The FWRS, which relies on the banquet to help fund its organization for the whole year, has been struggling to get the word out about the event.
“A lot of people don’t really know who we are. We have been around for almost 44 years,” founder Cathy Garner said. “We would love to get the word out and make sure the public is aware of who we are, what we do.”
The FWRS’ mission is “to rehabilitate and return native wildlife to their natural habitat and provide wildlife education to the public.”
Currently, the organization has over 400 members in the Fresno/Clovis and surrounding areas.
Volunteers take injured and orphaned animals, care for their needs and prepare them to be released back into the wild. Some of the native animals that are cared for include hummingbirds, ducks, owls, eagles, deer, bobcats, foxes, opossums and squirrels.
Meanwhile, some of the non-releasable animals are used for presentations at schools and service organizations throughout the Central San Joaquin Valley. The educational-outreach programs reach over 15,000-20,000 children and adults annually.
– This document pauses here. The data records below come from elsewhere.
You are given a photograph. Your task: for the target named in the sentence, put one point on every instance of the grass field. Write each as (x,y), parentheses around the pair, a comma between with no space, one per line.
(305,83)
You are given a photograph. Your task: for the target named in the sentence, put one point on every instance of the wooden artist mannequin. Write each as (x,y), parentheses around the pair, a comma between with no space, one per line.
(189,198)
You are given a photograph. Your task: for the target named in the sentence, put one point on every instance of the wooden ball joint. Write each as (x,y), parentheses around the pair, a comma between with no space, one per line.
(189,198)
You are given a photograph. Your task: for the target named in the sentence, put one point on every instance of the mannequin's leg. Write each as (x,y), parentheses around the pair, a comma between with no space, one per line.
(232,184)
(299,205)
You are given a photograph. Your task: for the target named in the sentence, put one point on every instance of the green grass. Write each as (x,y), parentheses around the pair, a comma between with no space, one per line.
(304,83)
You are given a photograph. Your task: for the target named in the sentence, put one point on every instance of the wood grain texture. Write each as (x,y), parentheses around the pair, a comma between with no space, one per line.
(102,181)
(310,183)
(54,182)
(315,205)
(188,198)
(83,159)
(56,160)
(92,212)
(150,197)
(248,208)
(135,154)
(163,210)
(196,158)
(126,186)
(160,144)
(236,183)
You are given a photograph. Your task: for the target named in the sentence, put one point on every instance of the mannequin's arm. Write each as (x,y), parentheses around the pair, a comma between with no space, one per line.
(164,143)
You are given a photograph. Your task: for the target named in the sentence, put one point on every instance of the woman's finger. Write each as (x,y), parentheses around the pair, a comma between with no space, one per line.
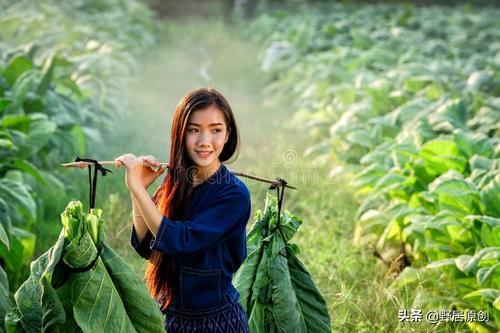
(151,160)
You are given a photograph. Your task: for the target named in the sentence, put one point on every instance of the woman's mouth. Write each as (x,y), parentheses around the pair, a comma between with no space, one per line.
(204,154)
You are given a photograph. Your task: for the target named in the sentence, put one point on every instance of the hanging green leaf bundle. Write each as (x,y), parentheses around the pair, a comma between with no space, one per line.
(82,285)
(276,290)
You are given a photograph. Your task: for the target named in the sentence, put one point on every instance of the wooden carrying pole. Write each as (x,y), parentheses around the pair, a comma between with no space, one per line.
(237,173)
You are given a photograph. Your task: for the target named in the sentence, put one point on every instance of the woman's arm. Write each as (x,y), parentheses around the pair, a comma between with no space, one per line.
(151,215)
(140,227)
Many of the members of FWRS are school-age children, learning first-hand the importance of preservation to native wildlife.
This year’s banquet, which will include a silent and live auction, takes place on April 22 from 6-10 p.m. at the Simonian Fruit Co.
“We have an amazing silent auction,” Garner said. “Our silent auction has over 200 items. Most of them are really special. People that have known our organization for a long time donate lovely things.”
Garner said she still strongly believes in the organization’s success moving forward.
“Our volunteers are very dedicated. We have some volunteers who have been with us for over 20 years,” she said. “I’m the founder and I’ve been doing it for 44 years, so yes we are hopeful.”